The Nasdaq showed strong action Thursday, but volume ended up fractionally lower. Also, the gain didn't really stand out amid recent big market moves, while much of the market struggled.

On Friday, all the major indexes had big price gains in a broad, powerful advance. Volume, which was running slightly lower on the Nasdaq and NYSE for most of the session, skyrocketed at the close thanks to the annual Russell rebalancing.
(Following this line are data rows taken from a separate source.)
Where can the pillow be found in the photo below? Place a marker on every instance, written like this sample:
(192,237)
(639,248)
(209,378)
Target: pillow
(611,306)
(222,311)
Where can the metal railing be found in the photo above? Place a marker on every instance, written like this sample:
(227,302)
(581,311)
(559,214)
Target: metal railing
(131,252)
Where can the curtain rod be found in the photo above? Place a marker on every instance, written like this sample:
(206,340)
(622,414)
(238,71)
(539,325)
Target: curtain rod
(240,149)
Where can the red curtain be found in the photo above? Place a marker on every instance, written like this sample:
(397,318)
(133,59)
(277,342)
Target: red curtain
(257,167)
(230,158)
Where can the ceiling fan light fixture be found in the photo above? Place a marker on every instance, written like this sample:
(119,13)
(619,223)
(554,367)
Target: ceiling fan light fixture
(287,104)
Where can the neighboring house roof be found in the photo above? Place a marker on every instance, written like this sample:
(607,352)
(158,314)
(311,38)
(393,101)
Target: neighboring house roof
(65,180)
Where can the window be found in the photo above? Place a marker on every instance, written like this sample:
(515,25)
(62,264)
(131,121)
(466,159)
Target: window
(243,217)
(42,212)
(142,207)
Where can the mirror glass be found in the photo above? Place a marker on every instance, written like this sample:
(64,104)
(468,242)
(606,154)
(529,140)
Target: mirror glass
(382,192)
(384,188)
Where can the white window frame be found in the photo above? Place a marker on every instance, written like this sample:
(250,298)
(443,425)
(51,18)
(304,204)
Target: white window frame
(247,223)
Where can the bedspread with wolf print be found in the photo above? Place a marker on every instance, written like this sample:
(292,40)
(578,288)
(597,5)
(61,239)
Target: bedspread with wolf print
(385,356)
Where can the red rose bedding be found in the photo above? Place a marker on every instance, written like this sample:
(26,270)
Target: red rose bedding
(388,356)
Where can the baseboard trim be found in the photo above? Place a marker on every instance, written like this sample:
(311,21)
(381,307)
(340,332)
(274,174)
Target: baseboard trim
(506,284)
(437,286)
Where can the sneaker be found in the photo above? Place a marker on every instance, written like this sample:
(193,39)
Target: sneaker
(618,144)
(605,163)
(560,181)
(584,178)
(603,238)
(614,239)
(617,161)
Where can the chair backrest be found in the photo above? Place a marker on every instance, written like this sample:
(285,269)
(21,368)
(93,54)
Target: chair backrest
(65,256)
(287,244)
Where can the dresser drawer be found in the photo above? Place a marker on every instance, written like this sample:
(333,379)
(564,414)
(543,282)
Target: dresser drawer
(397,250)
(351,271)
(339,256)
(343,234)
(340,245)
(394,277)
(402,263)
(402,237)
The Nasdaq composite jumped above its 21-day moving average on Friday, along with the Dow Jones and S&P 500. Above that, the 50-day line and early June highs loom as resistance.

Breaking above those levels decisively would offer stronger evidence that the recent upswing is more than a tradable rally.

High inflation, Fed rate hikes and recession fears remain major headwinds for the market.

The medical sector looks the strongest. Health insurers and some product makers like UnitedHealth and Shockwave are coming up after several drug plays flashed buy signals. China stocks have been running up in recent weeks, but they generally look extended or still recovering.

Commodity plays have been hard hit, despite Friday's bounce, reflecting recession fears.

Many of the past week's winners were beaten-down growth plays


Time The Market With IBD's ETF Market Strategy


What To Do Now

With the market rally gaining momentum, investors could choose to add a little exposure, either via individual stocks or a broad market ETF.

There's nothing wrong with waiting for a follow-through day.

Of course, the market has had several confirmed market rallies in 2022 that quickly reversed. Even after a follow through day, investors should still look to take partial profits and cut losses quickly.

Work on your watchlists. Focus on stocks that are actionable or nearly so, but have a broader list of names showing relative strength, even if out of position.

Read The Big Picture every day to stay in sync with the market direction and leading stocks and sectors.

Please follow Ed Carson on Twitter at @IBD_ECarson for stock market updates and more.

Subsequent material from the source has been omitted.